South Africa's department of justice faced a massive ransomware attack earlier this month and it is reportedly still trying to restore its operations back to normal. The attack took place on September 6, 2021, when ransomware encrypted all the information systems provided by the department. This made all electronic services — including email and website — unavailable to internal employees and to the public. According to a report by Bleeping Computer, the justice department dealt with the attack by immediately activating a contingency plan. The plan was a measure to deal with such situations and ensured that the attack did not interrupt all activities in the country.
The ransomware encryption also reportedly affected the disbursal of monthly child maintenance payments to beneficiaries. The activity will be delayed until the systems are fully restored.
The report quoted Steve Mahlangu, spokesperson for the Department of Justice and Constitutional Development, as saying, “[The attack] has led to all information systems being encrypted and unavailable to both internal employees as well as members of the public. As a result, all electronic services provided by the department are affected, including the issuing of letters of authority, bail services, e-mail and the departmental website”
Mahlangu added that though the exact date when the systems will be restored cannot be estimated, the department will “ensure all child maintenance money is kept secure for payment to the rightful beneficiaries when the systems are back online.”

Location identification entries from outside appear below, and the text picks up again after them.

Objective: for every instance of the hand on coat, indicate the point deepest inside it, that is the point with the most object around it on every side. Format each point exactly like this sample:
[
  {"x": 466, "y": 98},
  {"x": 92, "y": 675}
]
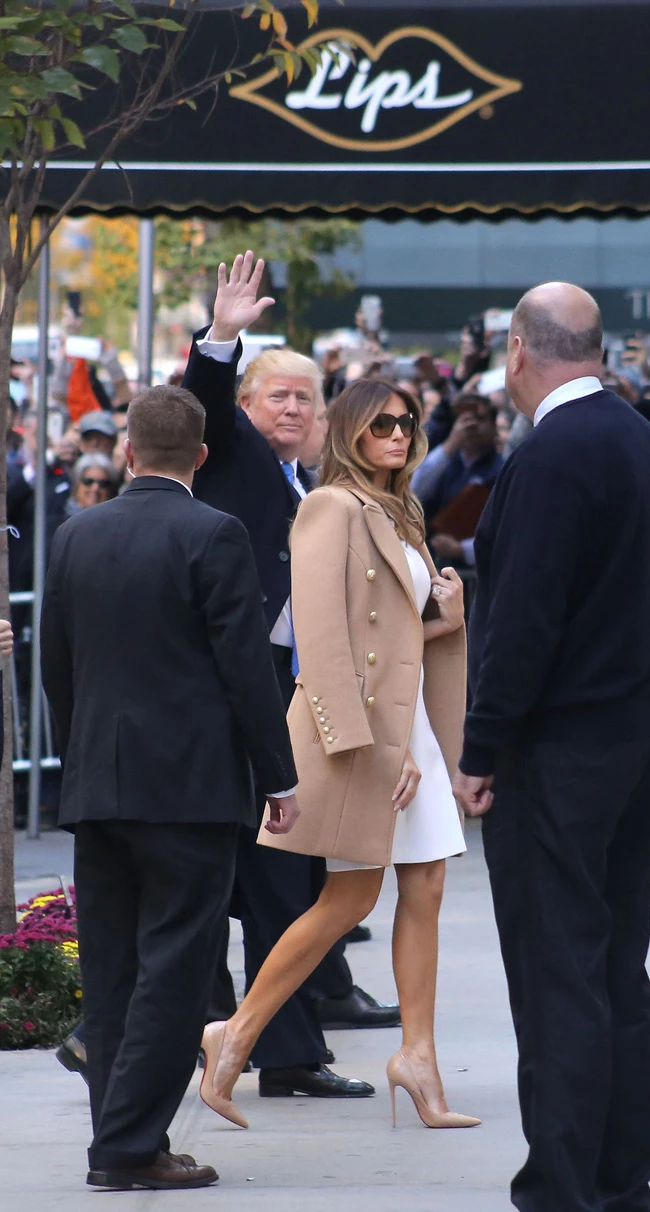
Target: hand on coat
[
  {"x": 408, "y": 784},
  {"x": 450, "y": 604},
  {"x": 473, "y": 793},
  {"x": 237, "y": 304},
  {"x": 284, "y": 815},
  {"x": 6, "y": 638}
]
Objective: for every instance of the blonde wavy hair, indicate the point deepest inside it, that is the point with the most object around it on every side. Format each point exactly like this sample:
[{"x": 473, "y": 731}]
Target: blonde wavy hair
[
  {"x": 279, "y": 361},
  {"x": 343, "y": 464}
]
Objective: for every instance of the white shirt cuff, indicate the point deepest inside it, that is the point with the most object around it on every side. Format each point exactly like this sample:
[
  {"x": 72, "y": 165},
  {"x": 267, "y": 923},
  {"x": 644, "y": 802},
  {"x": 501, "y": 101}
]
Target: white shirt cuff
[{"x": 221, "y": 350}]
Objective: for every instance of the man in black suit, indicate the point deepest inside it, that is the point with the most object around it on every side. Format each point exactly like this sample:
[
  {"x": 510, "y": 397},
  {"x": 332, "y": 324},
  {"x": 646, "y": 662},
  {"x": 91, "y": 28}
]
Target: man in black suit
[
  {"x": 252, "y": 472},
  {"x": 157, "y": 663},
  {"x": 559, "y": 735}
]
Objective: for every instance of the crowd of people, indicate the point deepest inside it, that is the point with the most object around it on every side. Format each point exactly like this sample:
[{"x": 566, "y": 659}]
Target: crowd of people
[
  {"x": 471, "y": 427},
  {"x": 268, "y": 754}
]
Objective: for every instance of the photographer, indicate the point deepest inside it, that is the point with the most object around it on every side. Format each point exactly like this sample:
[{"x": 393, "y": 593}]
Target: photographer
[{"x": 469, "y": 458}]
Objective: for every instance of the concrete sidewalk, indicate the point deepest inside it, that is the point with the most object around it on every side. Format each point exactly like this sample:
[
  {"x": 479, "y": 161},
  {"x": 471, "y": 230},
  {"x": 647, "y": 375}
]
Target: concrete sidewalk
[{"x": 301, "y": 1154}]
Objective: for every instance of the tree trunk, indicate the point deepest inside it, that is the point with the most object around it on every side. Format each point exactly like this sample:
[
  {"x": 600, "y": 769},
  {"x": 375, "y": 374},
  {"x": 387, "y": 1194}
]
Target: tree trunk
[{"x": 7, "y": 897}]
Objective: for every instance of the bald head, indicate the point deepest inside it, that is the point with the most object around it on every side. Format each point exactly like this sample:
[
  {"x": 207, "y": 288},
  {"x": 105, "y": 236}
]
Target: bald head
[{"x": 559, "y": 322}]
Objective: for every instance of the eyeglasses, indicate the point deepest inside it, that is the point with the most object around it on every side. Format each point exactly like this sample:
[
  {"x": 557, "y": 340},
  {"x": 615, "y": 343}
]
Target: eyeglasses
[{"x": 385, "y": 424}]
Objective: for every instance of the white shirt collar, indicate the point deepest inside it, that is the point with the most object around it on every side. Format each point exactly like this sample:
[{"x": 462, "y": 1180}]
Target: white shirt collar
[
  {"x": 572, "y": 390},
  {"x": 177, "y": 481}
]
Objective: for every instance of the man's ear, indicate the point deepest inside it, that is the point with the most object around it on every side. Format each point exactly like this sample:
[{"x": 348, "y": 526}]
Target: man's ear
[
  {"x": 518, "y": 355},
  {"x": 201, "y": 457}
]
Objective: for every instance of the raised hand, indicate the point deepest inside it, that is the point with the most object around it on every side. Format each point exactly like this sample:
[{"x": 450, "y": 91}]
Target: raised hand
[{"x": 237, "y": 304}]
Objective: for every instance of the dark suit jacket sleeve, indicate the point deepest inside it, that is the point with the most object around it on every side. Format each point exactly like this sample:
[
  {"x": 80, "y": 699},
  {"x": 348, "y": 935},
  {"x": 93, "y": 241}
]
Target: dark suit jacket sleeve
[
  {"x": 56, "y": 656},
  {"x": 232, "y": 602},
  {"x": 214, "y": 384},
  {"x": 541, "y": 527}
]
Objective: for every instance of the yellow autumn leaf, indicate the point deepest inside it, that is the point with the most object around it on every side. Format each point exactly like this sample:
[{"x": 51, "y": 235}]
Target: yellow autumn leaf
[
  {"x": 289, "y": 68},
  {"x": 312, "y": 11},
  {"x": 279, "y": 23}
]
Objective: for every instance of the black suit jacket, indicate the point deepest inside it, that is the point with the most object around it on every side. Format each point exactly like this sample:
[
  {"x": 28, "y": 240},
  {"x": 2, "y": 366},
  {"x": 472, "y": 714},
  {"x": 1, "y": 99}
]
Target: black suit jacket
[
  {"x": 243, "y": 475},
  {"x": 157, "y": 663}
]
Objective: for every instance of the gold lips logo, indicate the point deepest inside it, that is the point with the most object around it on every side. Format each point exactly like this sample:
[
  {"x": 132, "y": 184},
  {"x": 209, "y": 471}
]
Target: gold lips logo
[{"x": 351, "y": 89}]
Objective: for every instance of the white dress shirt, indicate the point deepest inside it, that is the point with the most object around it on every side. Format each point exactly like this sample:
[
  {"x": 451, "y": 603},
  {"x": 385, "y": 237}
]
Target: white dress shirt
[
  {"x": 221, "y": 350},
  {"x": 576, "y": 389},
  {"x": 283, "y": 630}
]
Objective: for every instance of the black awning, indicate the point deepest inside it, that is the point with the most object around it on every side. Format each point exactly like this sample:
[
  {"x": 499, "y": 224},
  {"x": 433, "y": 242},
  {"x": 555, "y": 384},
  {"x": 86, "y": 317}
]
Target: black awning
[{"x": 457, "y": 108}]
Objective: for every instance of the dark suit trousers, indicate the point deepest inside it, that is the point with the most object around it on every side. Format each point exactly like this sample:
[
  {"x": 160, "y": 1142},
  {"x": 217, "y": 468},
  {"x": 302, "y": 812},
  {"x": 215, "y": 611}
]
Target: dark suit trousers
[
  {"x": 568, "y": 847},
  {"x": 150, "y": 902},
  {"x": 272, "y": 890}
]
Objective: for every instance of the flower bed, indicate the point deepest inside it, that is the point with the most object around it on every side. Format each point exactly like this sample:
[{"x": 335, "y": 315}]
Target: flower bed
[{"x": 40, "y": 993}]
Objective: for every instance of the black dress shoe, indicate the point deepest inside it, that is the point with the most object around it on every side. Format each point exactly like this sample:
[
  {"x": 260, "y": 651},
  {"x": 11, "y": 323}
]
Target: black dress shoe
[
  {"x": 354, "y": 1011},
  {"x": 320, "y": 1082},
  {"x": 72, "y": 1055},
  {"x": 169, "y": 1172},
  {"x": 358, "y": 935}
]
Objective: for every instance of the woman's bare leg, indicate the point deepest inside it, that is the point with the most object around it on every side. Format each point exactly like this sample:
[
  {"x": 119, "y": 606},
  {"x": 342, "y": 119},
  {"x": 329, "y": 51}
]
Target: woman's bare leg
[
  {"x": 346, "y": 899},
  {"x": 415, "y": 964}
]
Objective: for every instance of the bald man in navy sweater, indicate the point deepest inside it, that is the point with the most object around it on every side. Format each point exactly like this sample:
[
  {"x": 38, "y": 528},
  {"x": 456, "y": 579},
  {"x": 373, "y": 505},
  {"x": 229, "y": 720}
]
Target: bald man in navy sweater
[{"x": 557, "y": 754}]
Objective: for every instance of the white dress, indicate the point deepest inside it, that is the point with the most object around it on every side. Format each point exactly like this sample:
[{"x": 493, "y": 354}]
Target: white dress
[{"x": 431, "y": 827}]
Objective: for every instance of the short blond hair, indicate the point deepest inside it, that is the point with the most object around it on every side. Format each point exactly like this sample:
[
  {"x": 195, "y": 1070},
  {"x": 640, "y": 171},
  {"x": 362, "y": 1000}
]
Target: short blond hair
[{"x": 279, "y": 361}]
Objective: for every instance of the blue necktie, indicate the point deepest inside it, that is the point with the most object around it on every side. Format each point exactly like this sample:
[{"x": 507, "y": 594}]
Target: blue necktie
[{"x": 288, "y": 468}]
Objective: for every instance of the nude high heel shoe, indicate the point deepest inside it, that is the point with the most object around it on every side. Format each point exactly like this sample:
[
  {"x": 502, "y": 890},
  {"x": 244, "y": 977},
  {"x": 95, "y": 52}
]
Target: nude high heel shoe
[
  {"x": 400, "y": 1074},
  {"x": 212, "y": 1044}
]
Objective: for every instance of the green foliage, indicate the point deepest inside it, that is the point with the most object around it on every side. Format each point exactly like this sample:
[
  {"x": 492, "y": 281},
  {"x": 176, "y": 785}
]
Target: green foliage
[
  {"x": 47, "y": 49},
  {"x": 39, "y": 995}
]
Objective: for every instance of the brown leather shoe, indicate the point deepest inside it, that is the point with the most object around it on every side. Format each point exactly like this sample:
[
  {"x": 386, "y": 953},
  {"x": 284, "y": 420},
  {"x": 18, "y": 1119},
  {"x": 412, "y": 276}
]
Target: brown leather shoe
[{"x": 169, "y": 1172}]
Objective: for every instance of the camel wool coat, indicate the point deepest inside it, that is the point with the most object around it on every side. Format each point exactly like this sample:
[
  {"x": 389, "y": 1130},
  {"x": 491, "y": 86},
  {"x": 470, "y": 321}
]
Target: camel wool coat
[{"x": 359, "y": 639}]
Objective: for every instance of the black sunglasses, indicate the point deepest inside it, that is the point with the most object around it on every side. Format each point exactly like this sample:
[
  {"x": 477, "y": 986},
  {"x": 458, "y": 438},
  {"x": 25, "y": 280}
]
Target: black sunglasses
[
  {"x": 385, "y": 424},
  {"x": 87, "y": 481}
]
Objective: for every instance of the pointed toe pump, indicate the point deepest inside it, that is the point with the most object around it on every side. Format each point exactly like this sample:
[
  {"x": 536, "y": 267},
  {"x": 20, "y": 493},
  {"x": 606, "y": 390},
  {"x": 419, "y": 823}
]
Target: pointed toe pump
[{"x": 400, "y": 1074}]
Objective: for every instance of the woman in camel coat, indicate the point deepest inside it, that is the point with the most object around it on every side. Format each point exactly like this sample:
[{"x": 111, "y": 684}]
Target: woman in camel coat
[{"x": 376, "y": 729}]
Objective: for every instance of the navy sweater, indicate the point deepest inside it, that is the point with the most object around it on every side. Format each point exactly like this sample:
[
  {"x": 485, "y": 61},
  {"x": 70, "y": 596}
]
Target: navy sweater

However, Mahlangu said that certain activities under the department were being continued despite the attack. For instance, court sittings continued after they switched to manual mode for recording hearings. Similarly, manual processes were being followed to issue various legal documents.
The justice department also switched to a new email system. A part of the staff has already migrated to the new email system.
The department hasn't been able to identify the hackers behind this attack. However, given that network restoration is taking a long time, it believes that the hackers did not get paid for the attack.
Usually, hackers and ransomware gangs steal data before encrypting an information system. This forces victims to pay a huge ransom amount as they fear of leak of information in the public domain. However, the department's IT experts have found "no indication of data compromise" till now.